Commit Graph

11 Commits (master)

Author SHA1 Message Date
Girish Subramanya 86681b7598 Alarm Hostname controller function has in-service failure reported
When compute services remain healthy:
 - listing alarms shall not refer to the below Obsoleted alarm
 - 200.012 alarm hostname controller function has an in-service failure

This update deletes definition of the obsoleted alarm and any references
200.012 is removed in events.yaml file
Also updated any reference to this alarm definition.
Need to also raise a Bug to track the Doc change.

Test Plan:
Verify on a Standard configuration no alarms are listed for
hostname controller in-service failure
Code (removal) changes exercised with fix prior to ansible bootstrap
and host-unlock and verify no unexpected alarms
Regression:
There is no need to test the alarm referred here as they are obsolete

Closes-Bug: 1991531

Signed-off-by: Girish Subramanya <girish.subramanya@windriver.com>

Change-Id: I255af68155c5392ea42244b931516f742fa838c3
8 months ago
Matheus Machado Guilhermino 4c8abe18d3 Fix failing mtce services on Debian
Modified mtce and mtce-control to address the following
failing services on Debian:
hbsAgent.service
hbsClient.service
hwmon.service
lmon.service
mtcalarm.service
mtclog.service
runservices.service

Applied fix:
- Included modified .service files for debian
directly into into the deb_folder.
- Changed the init files to account for the different
locations of the init-functions and service daemons
on Debian and CentOS
- Included "override_dh_installsystemd" section
to rules in order to start services at boot.

Test Plan:

PASS: Package installed and ISO built successfully
PASS: Ran "systemctl list-units --failed" and verified that the
services are not failing
PASS: Ran "systemctl status <service_name>" for
each service and verified that they are active

Story: 2009101
Task: 44192

Signed-off-by: Matheus Machado Guilhermino <Matheus.MachadoGuilhermino@windriver.com>
Change-Id: I50915c17d6f50f5e20e6448d3e75bfe54a75acc0
1 year ago
Eric MacDonald 3c1e9d9601 Modify mtce daemon log rotation config files
This update make the following setting changes to the
maintenance log rotation configuration files

 - add 'create' with permissions to each tuple
 - add 'delaycompress'
 - group together log files with similar settings
 - move global settings ro local settings
 - remove 'copytruncate' global setting
 - remove the 'nodateext' global and local setting

Test Plan:

PASS: Verify log rotation for all mtc log files
PASS: Verify no log loss over rotation
PASS: Verify log rotation file naming convention
PASS: Verify delaycompress on all mtce log files
PASS: Verify log permissions after rotate are 0640

Regression:

PASS: Verify AIO system install
PASS: Verify Standard system install
PASS: Verify full and dated collect

Change-Id: I623030fa2c1ce4e8085e654ae3fb782c7e520924
Partial-Bug: 1918979
Depends-On: https://review.opendev.org/c/starlingx/config-files/+/784943
Signed-off-by: Eric MacDonald <eric.macdonald@windriver.com>
2 years ago
Sharath Kumar K b725a0974b De-branding in starlingx/metal: Titanium Cloud -> StarlingX
1. Rename Titanium Cloud to StarlingX for .spec files
2. Rename Titanium Cloud to StarlingX for .service file

Test:
After the de-brand change, bootimage.iso has built in the flock layer
and installed on the dev machine to validate the changes.

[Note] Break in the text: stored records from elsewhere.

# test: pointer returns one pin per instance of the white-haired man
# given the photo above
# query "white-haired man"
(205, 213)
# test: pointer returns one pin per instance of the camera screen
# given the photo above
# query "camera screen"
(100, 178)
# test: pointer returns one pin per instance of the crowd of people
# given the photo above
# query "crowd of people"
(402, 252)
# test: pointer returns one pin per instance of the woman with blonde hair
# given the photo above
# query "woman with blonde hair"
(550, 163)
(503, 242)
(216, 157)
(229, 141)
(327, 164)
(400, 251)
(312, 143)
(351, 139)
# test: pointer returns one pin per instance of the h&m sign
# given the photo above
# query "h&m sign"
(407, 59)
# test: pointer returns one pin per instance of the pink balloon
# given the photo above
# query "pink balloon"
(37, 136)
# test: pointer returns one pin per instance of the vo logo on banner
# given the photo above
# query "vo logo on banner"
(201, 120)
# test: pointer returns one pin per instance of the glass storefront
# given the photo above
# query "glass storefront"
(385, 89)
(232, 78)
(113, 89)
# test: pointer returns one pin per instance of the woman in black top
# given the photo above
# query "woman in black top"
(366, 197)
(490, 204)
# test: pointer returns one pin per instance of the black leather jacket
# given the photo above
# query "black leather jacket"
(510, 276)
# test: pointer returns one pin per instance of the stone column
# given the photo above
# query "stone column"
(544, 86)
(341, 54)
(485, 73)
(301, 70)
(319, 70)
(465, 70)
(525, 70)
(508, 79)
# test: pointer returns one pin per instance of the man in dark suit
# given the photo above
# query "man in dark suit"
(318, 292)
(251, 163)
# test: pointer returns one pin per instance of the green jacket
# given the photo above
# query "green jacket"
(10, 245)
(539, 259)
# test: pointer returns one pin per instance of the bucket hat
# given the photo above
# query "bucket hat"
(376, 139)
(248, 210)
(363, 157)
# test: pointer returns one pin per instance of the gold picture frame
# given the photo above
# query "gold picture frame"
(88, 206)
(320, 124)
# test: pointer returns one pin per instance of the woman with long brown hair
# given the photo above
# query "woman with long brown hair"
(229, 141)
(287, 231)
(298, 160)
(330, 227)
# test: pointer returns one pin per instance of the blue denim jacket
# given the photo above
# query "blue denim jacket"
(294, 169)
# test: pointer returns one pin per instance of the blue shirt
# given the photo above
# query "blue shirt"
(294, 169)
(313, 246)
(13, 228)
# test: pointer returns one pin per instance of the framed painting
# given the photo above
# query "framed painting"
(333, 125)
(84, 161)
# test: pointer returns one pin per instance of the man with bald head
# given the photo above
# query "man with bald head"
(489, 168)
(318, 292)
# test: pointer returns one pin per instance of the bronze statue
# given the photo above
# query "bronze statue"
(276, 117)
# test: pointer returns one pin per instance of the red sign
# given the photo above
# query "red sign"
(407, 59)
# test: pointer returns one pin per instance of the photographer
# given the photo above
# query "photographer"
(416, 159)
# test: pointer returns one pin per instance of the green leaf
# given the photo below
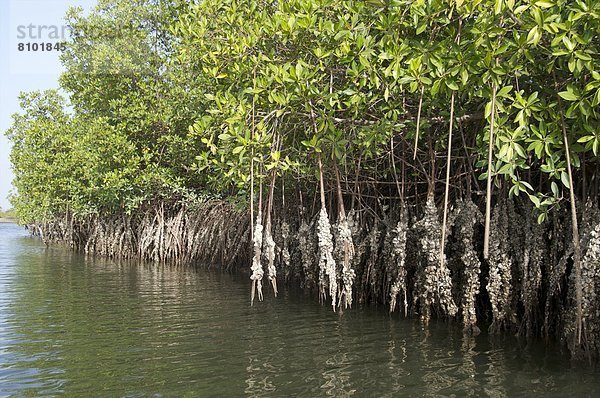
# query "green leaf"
(498, 6)
(544, 4)
(554, 187)
(564, 178)
(503, 92)
(568, 95)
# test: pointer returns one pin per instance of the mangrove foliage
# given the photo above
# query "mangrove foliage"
(440, 157)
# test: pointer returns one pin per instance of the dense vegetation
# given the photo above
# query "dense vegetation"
(371, 116)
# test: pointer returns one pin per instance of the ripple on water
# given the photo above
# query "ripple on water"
(77, 325)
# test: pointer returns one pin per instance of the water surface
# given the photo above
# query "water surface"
(74, 325)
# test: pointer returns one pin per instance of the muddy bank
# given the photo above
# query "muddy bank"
(392, 257)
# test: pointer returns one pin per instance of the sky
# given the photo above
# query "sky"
(27, 22)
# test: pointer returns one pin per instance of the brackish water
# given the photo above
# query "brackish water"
(72, 325)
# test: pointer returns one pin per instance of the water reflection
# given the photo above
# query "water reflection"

Please note, doing de-brand changes in batches, this is batch1 changes.

Story: 2006387
Task: 36207

Change-Id: Ifa4dc5c7aa3189815e00b796fc833852e88c8fe3
Signed-off-by: Sharath Kumar K <sharath.kumar@intel.com>
3 years ago
Eric MacDonald f2fedc0446 Add alarm retry support to maintenance alarm handling daemon
The maintenance alarm handling daemon (mtcalarmd) should not
drop alarm requests simply because FM process is not running.
Insteads it should retry for it and other FM error cases that
will likely succeed in time if they are retried.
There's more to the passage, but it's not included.